1.300 fotos antes do 13º aniversário
“Em última análise, muitas vezes se trata de reconhecimento por meio de mecanismos como curtidas ou corações, por exemplo”, explica Sophie Pohle, consultora de educação em mídia do Fundo Alemão para Crianças em Berlim.
Às vezes, acrescenta a especialista, compartilham-se desde as primeiras imagens do ultrassom, mas também fotos na praia, de festas de aniversário ou do primeiro dia na escolinha. “Em princípio, não há nada que não seja mostrado.”
Há também casos em que crianças pequenas são comercializadas para fins publicitários, quando influenciadores digitais as usam em anúncios de cosméticos ou roupas de bebê, por exemplo.
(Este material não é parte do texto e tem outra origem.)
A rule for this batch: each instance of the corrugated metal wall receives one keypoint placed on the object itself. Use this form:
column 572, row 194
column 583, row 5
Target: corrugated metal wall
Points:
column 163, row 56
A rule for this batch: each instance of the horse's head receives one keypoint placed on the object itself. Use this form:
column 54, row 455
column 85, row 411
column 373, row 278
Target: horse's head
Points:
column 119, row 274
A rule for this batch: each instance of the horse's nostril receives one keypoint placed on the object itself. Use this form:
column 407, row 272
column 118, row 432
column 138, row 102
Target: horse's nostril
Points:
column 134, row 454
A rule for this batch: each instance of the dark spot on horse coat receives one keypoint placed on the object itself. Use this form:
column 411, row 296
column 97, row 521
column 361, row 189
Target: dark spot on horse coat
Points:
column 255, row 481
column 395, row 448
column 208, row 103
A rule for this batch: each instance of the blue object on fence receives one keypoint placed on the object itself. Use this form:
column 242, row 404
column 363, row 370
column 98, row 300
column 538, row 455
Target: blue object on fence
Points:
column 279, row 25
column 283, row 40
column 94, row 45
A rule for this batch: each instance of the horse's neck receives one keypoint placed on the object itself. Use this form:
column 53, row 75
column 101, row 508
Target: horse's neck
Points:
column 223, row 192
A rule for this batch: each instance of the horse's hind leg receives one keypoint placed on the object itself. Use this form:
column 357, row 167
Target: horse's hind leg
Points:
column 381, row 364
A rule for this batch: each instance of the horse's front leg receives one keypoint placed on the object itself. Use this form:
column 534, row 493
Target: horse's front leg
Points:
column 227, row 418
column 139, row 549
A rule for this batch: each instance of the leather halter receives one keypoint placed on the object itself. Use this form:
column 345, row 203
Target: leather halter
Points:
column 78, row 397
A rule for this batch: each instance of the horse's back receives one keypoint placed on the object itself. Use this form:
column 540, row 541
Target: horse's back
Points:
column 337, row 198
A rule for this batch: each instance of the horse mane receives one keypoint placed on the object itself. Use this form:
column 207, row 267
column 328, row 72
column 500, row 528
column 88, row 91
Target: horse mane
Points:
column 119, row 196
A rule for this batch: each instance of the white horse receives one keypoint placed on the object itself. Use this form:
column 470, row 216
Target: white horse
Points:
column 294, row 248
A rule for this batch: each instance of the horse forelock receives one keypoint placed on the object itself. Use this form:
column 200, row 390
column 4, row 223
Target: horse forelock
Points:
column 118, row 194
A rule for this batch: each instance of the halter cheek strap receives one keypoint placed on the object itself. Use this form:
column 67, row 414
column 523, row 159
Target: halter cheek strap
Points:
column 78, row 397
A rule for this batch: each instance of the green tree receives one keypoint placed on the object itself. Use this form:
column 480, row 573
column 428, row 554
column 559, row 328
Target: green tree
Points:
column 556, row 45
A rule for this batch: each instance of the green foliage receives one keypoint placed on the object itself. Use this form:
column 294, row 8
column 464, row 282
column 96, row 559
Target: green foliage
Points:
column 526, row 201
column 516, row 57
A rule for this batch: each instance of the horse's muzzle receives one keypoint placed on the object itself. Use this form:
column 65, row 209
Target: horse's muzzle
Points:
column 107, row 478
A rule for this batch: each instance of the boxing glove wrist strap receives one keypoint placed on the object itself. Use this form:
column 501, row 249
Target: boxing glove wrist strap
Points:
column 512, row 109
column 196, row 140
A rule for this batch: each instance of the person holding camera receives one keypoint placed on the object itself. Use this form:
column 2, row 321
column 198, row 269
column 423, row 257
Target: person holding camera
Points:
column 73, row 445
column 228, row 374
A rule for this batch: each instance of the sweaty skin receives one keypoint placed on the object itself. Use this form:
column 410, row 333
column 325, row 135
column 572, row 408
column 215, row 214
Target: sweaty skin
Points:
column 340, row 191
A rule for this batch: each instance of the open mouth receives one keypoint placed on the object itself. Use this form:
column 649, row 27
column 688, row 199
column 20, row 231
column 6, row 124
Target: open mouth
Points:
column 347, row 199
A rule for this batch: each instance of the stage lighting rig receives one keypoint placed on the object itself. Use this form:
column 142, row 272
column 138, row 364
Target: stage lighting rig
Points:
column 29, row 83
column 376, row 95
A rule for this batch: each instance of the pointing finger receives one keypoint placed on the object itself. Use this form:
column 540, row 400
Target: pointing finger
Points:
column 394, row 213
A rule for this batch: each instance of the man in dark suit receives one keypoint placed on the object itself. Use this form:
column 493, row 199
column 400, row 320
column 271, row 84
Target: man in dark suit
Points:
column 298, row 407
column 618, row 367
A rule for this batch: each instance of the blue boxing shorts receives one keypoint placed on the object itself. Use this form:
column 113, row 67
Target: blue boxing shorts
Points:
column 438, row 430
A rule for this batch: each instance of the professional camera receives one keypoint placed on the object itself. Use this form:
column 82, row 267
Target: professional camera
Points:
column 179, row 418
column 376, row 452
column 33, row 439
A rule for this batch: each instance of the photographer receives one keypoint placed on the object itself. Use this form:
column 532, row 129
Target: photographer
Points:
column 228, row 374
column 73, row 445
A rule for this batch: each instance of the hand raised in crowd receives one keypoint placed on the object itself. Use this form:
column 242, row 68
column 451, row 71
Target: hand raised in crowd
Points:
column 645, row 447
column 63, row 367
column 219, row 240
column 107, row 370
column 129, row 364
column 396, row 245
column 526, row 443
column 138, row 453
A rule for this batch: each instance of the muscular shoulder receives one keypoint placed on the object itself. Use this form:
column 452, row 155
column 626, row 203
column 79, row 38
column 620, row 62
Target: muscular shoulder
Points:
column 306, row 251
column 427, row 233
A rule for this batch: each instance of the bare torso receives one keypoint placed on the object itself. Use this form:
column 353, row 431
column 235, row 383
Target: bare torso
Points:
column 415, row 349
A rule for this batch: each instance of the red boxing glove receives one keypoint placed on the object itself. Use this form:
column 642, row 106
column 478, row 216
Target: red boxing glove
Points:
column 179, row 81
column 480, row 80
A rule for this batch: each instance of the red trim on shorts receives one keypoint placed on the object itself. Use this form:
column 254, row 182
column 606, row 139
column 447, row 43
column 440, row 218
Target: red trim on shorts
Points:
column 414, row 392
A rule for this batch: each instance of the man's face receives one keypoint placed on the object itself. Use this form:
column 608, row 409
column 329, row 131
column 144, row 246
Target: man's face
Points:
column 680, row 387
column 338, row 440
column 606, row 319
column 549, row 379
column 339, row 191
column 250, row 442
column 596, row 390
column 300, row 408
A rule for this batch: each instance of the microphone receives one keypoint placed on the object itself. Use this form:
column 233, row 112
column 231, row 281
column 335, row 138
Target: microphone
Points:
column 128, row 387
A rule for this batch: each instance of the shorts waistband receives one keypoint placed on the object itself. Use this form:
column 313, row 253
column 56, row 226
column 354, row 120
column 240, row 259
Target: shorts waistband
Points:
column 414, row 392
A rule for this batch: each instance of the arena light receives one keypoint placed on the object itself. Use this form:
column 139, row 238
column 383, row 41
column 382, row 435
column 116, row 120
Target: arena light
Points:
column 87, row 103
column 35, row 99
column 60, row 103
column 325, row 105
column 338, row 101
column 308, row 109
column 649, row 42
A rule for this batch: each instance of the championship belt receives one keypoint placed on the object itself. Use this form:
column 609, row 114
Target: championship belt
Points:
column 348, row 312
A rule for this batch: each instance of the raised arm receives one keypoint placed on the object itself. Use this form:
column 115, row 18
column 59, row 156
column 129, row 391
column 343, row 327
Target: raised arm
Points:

E no entanto, todo mundo tem direito à sua própria imagem. E isso se aplica também – e especialmente – às crianças.
Até os 13 anos de idade, cada criança já possui, em média, cerca de 1.300 fotos circulando na rede, alertou a ativista pelos direitos infantis Anne Longfield em um relatório de 2018, quando atuava como Comissária da Infância na Inglaterra. O fenômeno tem até um nome próprio: “sharenting”, formado pelas palavras em inglês “to share” (compartilhar) e “parenting” (parentalidade).
Consequências da postagem indiscriminada de fotos
Mas a internet não esquece jamais. Essa frase conhecida pode, de fato, tornar-se um 6. Por exemplo, quando as próprias crianças não estão satisfeitas com suas fotos.
“O que os pais descrevem como fofo, às vezes é visto pelas crianças como incrivelmente embaraçoso”, explica a consultora do Fundo Alemão para Crianças. “E se algo assim entra em circulação pública, é claro que pode se tornar alvo de bullying, insultos ou comentários de ódio.”
Ela aponta que as imagens também podem ser um problema mais tarde, em processos de seleção para um emprego, por exemplo, quando o departamento de RH de uma empresa resolve pesquisar no Google sobre determinado candidato e se depara com “fotos realmente desagradáveis”.
Foi justamente para chamar a atenção para problemas como esses que a blogueira Toyah Diebel lançou em 2019 o projeto #deinkindauchnicht (seu filho também não, em alemão). A ideia por trás: “Uma foto sua assim, você jamais postaria. Seu(sua) filho(a) também não.”
O projeto legislativo francês é inédito no mundo. Sendo assim, avalia Pohle, a educação ainda é o principal meio de proteger as crianças das consequências indesejadas do compartilhamento de imagens. Em creches, escolas, plataformas de mídia social, mas também e principalmente com os próprios pais.
Em primeiro lugar, as famílias “devem desenvolver um entendimento comum de como tratar fotos com respeito e responsabilidade”, diz Pohle . “Isso porque, o mais tardar quando as crianças ganham seu primeiro smartphone, elas mesmas entram nas mídias sociais, onde, é claro, também são fortemente influenciadas pela maneira como isso era abordado pela família.”